Povertà non vuol dire progresso. E socialità non vuol dire sinistra. Chi proviene dalla cosiddetta destra sociale, lo sa benissimo. Non c’è alcun ossimoro di fondo. Anzi, c’è una coerenza di base che è stata semplicemente offuscata da un certo intellettualismo figlio del pensiero del XIX, che stenta ancora a non cedere il passo a categorie più veritiere. Patria è popolo. E viceversa. Già: nulla di più semplice. E ancora: il cosiddetto popolo, per rigenerare se stesso, deve amare, lavorare e – non faccia paura questa parola- combattere.
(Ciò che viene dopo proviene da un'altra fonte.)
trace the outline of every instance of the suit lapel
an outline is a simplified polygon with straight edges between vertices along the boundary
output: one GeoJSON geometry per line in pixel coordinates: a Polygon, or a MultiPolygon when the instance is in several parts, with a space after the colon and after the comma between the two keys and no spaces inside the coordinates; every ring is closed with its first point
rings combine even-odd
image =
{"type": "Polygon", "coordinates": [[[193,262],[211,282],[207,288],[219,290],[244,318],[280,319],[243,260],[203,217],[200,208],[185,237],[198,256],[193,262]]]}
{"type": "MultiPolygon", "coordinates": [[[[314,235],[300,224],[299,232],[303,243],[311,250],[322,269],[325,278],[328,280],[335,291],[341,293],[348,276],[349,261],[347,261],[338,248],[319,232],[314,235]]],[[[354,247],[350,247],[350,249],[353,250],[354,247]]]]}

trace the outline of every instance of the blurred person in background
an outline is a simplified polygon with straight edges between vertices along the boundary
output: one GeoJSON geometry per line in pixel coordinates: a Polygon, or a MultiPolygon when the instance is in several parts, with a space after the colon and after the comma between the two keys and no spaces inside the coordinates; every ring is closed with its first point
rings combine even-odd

Papa Francesco è per il popolo, ma non è progressista. Ci voleva la chiarezza del solito, e mai banale, Vittorio Messori per mettere ordine al profilo intellettuale e pastorale dell’attuale Vescovo di Roma. Con una certa vis argomentativa, l’autore di Ipotesi su Gesù, dalle colonne del Corriere della sera ha infatti: «Papa Francesco è tra gli eredi della lunga e ammirevole tradizione di cattolicesimo detto sociale. Per una serie di equivoci e di deformazioni propagandistiche, si è imposto e vige ancora uno schematismo, secondo il quale l’impegno per gli ultimi si accompagnerebbe necessariamente a una prospettiva sedicente “progressista”. E, nel caso cattolico, ”contestatrice”, eterodossa, polemica verso dogmi e gerarchie».
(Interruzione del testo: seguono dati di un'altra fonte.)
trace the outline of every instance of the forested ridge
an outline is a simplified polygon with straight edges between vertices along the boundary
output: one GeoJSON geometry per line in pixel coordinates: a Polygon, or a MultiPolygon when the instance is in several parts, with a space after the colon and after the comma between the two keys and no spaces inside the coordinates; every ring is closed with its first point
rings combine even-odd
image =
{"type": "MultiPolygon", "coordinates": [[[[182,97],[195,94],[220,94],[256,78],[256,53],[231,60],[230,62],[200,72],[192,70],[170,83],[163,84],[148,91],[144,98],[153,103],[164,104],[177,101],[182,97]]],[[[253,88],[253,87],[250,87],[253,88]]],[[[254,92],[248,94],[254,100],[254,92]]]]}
Il problema è dunque centrato. Povertà non è contestazione o conflitto. L’esempio più autorevole di questa linea interpretativa lo ha proposto, tanto per non sbagliare, il santo e mistico di Assisi. Francesco fu un vero ribelle, nel senso più jüngeriano del termine. Una personalità assolutamente non-conforme, ma mai un rivoluzionario. Non voleva sovvertire nulla, semmai si propose di ricondurre alla sua essenza originaria la Chiesa universale. Questo programma, però, lo volle realizzare dal “di dentro”, sottomettendosi totalmente al vicario di Cristo in terra, e non a sé stesso o all’autorità di una Vangelo vissuto e interpretato fuori dalla comunità ecclesiale, che -fino a prova contraria- è il luogo dove i quattro evangeli sono stati scritti, ragionati e vissuti.
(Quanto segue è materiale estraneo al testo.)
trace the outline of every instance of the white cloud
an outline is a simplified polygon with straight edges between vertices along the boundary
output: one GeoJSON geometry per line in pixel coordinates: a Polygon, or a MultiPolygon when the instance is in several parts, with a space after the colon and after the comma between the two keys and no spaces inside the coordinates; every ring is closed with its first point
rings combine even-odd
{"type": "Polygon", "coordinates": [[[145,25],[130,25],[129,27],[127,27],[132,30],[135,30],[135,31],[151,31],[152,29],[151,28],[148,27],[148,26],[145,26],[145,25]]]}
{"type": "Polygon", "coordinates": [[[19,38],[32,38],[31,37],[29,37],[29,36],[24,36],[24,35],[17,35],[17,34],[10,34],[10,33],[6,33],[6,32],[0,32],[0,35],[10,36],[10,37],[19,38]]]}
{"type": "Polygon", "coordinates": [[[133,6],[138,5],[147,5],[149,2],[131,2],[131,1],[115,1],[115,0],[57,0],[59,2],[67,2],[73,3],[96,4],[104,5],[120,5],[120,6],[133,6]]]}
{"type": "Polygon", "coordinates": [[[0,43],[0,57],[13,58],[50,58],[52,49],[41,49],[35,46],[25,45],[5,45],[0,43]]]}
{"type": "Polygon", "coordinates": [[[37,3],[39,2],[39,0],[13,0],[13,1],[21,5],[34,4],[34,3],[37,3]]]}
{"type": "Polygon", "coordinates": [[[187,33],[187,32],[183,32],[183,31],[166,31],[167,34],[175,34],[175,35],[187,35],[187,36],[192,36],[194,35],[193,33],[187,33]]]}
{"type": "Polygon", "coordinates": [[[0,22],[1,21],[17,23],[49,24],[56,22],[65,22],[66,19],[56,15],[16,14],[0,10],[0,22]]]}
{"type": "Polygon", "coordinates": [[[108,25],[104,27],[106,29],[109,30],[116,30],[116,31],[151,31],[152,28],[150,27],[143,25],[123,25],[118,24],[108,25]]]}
Papa Francesco è per il popolo, ma non ha nulla a che vedere con i venti della Teologia della liberazione. Anche qui, è stato un grande vaticanista a stracciare un equivoco che vuole fare di tutta l’America latina un faccio di pensiero unitario. Nei scorsi giorni Sandro Magister ha messo in luce, attraverso il suo blog, chi sia il maestro ispiratore del pontefice attualmente regnante: “L‘argentino Juan Carlos Scannone, anche lui gesuita inviso ai più, che era stato suo professore di greco e che aveva elaborato una teologia non della liberazione ma “del popolo”, centrata sulla cultura e la religiosità della gente comune, dei poveri in primo luogo, con la loro spiritualità tradizionale e la loro sensibilità per la giustizia”.
“Oggi – ha continuato Magister- Scannone ha 81 anni e dai più è ritenuto il massimo teologo argentino vivente, mentre su quel che resta della teologia della liberazione già nel 2005 Bergoglio chiuse il discorso così: “Dopo il crollo del ‘socialismo reale’ queste correnti di pensiero sono sprofondate nello sconcerto. Incapaci sia di una riformulazione radicale che di una nuova creatività, sono sopravvissute per inerzia, anche se non manca ancora oggi chi le voglia anacronisticamente riproporre”.
Appunto, dice bene Bergoglio: “Anacronisticamente”.